Apparently that also involves getting more hands-on with the market details itself, along with handling the various social media that goes along with the entire programme. Which I find myself gradually drifting into since the other crew members are either too detached, too unavailable or too impassioned. We don't do things in halves over here.

So yes, I have been on social media almost 24/7 lately on all possible platforms from the ever-superficially hipster Instagram to the more staid, traditional socmed of Facebook. 

And yes, also Twitter and Snapchat as well.

Feeling almost millennial. Or even post-millennial sometimes. Despite feeling the urge to lash out most unhipster-like at some of the more exasperating comments asking repeatedly about something that I've just mentioned earlier. Seriously, scroll up people - or read the carefully worded advertisements rather than just look mindlessly at the pretty pictures. 

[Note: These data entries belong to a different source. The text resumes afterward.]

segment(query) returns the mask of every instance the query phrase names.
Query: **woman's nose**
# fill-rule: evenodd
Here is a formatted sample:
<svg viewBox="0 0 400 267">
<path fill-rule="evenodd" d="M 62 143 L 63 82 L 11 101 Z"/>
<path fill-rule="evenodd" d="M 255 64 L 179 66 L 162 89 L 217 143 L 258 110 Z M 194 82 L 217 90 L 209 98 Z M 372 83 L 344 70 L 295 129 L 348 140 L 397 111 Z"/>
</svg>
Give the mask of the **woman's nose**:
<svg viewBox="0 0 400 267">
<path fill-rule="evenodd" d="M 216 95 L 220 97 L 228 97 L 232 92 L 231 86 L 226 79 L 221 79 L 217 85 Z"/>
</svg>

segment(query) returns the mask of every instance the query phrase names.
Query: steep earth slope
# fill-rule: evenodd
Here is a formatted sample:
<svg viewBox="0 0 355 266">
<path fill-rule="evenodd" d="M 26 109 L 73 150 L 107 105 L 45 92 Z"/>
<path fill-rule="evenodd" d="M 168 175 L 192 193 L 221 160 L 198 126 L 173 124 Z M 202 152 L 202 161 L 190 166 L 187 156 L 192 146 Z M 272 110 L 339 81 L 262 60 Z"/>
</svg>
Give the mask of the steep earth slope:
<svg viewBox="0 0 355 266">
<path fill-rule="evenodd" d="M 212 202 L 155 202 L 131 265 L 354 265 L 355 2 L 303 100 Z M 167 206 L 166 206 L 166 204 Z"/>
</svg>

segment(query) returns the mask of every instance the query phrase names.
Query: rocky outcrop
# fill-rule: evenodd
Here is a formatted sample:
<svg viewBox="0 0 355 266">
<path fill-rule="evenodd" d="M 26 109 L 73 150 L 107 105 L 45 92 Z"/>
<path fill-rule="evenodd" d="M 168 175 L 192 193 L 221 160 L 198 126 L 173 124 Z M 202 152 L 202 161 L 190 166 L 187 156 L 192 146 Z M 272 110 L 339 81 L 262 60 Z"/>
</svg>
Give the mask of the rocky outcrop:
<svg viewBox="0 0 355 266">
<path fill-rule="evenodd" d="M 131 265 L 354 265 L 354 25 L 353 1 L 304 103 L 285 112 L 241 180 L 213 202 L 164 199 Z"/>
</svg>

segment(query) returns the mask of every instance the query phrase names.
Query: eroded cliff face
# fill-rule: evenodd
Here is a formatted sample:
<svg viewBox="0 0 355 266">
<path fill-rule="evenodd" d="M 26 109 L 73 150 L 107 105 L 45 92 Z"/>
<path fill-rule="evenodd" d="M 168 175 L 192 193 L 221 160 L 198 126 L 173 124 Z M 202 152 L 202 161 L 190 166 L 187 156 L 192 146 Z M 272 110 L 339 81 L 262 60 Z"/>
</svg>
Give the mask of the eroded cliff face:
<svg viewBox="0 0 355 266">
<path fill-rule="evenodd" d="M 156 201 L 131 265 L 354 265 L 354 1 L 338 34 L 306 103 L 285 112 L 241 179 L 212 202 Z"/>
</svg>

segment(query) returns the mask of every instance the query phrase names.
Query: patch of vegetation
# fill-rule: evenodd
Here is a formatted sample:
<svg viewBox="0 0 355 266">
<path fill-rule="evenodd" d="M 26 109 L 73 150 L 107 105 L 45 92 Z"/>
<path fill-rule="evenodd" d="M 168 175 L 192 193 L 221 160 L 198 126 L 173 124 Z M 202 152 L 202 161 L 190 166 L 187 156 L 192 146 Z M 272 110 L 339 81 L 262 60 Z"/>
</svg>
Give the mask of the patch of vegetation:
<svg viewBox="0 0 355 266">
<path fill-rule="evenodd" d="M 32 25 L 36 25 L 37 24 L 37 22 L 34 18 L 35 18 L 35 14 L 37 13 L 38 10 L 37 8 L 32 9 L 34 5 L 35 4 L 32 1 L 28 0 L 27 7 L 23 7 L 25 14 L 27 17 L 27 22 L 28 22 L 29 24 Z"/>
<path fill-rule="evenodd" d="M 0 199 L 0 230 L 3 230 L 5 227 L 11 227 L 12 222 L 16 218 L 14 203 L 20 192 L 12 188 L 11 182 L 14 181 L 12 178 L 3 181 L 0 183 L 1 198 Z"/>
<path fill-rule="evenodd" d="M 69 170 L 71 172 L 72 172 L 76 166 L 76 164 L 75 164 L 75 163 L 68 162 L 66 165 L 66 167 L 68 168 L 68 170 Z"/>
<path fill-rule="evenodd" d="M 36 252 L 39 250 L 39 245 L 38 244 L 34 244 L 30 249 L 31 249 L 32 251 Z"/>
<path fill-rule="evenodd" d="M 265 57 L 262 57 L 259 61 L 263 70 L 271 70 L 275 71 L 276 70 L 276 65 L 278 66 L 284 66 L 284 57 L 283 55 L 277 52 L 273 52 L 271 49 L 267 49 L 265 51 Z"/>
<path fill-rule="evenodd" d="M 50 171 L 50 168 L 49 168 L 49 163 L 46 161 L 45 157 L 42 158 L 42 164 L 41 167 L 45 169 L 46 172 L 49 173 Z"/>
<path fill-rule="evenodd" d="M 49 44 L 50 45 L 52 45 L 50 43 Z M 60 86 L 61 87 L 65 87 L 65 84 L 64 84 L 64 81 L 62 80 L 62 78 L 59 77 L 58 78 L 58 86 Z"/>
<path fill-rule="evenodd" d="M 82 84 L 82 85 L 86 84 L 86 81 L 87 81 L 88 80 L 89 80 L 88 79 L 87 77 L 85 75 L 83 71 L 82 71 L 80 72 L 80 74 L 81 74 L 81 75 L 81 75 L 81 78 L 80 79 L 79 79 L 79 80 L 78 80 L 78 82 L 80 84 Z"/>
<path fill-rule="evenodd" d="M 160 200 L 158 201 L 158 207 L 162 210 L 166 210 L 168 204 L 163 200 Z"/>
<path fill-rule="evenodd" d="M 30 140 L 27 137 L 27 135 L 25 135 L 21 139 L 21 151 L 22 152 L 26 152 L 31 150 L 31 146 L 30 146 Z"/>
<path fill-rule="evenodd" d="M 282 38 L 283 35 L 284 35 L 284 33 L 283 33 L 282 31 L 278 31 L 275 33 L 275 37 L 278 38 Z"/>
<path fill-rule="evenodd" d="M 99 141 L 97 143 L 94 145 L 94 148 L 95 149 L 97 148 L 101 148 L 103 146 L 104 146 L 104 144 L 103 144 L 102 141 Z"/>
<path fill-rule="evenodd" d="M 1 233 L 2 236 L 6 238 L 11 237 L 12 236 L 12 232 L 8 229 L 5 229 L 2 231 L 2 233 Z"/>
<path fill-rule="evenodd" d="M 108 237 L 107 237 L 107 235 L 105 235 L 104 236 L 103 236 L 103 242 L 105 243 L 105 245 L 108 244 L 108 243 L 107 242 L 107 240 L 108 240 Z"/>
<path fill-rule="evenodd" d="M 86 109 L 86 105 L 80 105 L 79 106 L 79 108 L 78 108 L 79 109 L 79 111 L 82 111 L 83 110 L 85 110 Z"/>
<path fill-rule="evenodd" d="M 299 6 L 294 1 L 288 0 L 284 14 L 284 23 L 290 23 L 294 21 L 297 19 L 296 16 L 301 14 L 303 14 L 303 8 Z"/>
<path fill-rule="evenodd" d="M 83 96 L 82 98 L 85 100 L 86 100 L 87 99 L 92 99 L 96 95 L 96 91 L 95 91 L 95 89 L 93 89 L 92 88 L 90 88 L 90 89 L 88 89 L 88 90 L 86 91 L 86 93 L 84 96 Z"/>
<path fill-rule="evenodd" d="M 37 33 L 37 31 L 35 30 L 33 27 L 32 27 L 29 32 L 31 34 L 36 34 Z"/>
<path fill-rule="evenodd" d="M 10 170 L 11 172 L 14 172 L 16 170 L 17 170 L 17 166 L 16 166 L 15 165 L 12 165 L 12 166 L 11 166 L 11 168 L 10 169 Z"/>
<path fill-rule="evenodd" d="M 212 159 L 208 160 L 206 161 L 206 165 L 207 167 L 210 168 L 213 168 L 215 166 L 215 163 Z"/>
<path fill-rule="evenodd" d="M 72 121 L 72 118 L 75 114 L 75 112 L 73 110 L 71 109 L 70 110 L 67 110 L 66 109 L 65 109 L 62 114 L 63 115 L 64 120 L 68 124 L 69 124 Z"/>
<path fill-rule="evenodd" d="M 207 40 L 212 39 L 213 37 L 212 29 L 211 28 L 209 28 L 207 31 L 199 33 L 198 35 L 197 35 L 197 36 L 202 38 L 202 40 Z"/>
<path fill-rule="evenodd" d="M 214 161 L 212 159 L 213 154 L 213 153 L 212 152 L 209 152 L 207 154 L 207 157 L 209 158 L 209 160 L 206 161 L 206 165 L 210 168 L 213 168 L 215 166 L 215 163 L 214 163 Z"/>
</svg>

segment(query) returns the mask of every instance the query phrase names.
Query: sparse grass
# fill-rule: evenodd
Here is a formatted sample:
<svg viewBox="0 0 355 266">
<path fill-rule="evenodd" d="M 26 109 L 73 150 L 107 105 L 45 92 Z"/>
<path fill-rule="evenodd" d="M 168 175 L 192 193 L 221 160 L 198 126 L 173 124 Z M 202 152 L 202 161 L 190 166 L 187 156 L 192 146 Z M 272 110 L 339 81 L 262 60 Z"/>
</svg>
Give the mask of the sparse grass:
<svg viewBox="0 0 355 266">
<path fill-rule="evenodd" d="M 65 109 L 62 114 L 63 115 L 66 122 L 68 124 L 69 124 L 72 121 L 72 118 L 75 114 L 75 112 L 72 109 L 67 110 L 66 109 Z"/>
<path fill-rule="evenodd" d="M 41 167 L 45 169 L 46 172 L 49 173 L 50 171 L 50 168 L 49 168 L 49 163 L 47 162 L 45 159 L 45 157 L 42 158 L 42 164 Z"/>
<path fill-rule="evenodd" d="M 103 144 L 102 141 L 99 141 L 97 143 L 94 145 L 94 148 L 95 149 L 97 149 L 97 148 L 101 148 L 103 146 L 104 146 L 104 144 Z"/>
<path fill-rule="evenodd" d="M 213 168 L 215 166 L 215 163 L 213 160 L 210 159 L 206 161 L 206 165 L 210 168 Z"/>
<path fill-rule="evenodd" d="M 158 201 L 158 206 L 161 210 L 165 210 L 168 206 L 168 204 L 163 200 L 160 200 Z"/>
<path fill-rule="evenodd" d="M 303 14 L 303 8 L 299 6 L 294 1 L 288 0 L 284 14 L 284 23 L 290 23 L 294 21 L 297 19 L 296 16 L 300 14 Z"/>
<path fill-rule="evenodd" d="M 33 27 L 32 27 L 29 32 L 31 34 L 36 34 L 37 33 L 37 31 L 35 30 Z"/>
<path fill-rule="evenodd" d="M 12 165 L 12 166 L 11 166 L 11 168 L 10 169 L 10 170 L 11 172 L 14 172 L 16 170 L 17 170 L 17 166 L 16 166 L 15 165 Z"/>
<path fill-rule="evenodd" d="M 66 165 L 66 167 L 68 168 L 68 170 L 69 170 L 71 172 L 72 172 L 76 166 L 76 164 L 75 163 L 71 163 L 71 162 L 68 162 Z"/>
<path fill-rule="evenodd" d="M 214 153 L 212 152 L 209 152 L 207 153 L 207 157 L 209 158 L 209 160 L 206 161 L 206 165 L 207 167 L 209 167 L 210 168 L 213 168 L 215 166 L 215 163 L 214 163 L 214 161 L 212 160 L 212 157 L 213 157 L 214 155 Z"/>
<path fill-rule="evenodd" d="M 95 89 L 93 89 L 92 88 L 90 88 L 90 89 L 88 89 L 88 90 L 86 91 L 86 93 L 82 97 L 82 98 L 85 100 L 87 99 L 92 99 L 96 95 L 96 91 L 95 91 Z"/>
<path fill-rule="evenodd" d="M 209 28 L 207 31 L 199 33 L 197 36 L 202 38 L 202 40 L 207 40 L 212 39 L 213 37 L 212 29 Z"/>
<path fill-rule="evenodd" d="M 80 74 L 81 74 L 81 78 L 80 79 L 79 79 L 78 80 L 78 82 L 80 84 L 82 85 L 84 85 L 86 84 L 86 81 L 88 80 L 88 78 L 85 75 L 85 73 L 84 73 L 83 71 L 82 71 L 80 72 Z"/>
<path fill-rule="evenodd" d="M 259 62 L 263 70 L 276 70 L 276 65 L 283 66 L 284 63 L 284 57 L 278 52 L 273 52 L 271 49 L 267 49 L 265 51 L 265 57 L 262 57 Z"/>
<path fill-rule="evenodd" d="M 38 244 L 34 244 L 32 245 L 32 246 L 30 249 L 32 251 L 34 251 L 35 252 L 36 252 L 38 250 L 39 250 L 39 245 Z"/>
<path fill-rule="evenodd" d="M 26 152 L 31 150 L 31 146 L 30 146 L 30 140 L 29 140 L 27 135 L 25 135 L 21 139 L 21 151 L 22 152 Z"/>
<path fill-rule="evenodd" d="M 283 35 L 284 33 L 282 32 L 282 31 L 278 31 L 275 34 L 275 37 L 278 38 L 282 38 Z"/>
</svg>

Yeah I do think it would be a lil too scathing for the easily bruised strawberries these days. Terribly mean some of them can be but they don't take the same insults well.

Oh man, how long can I keep a virtual smile on with all these irritating questions!

Think many have detailed the different personalities that wander into these altogether disparate platforms and I have to agree wholeheartedly. Whereas I've always been a steadfast advocate of the written word - hence my loyal presence here on the blogs - I do admit feeling a certain on-off appreciation for the brusque 180 maximum tweet.

Short and sweet usually, keeping one's thoughts of the day to the barest minimum. Basically a twitter haiku detailing the experiences we have that very day, as compared to the longer treatise required for a blog.

Though of course having something so succinct does give license to some excruciating pellets of foolishness on an hourly basis; mostly without the deeper thought required to expound on a controversial subject into several paragraphs such as on a blog. Takes seconds to type out the nastiest comments in response to almost any subject possible - and with the relative anonymity of the internet - the infamous internet trolls use that much to their advantage fearing no reprisal.

Well apart from the near-immediate return volleys from other retweets and such.

Maybe it's me or was the blogosphere a much more civilized arena?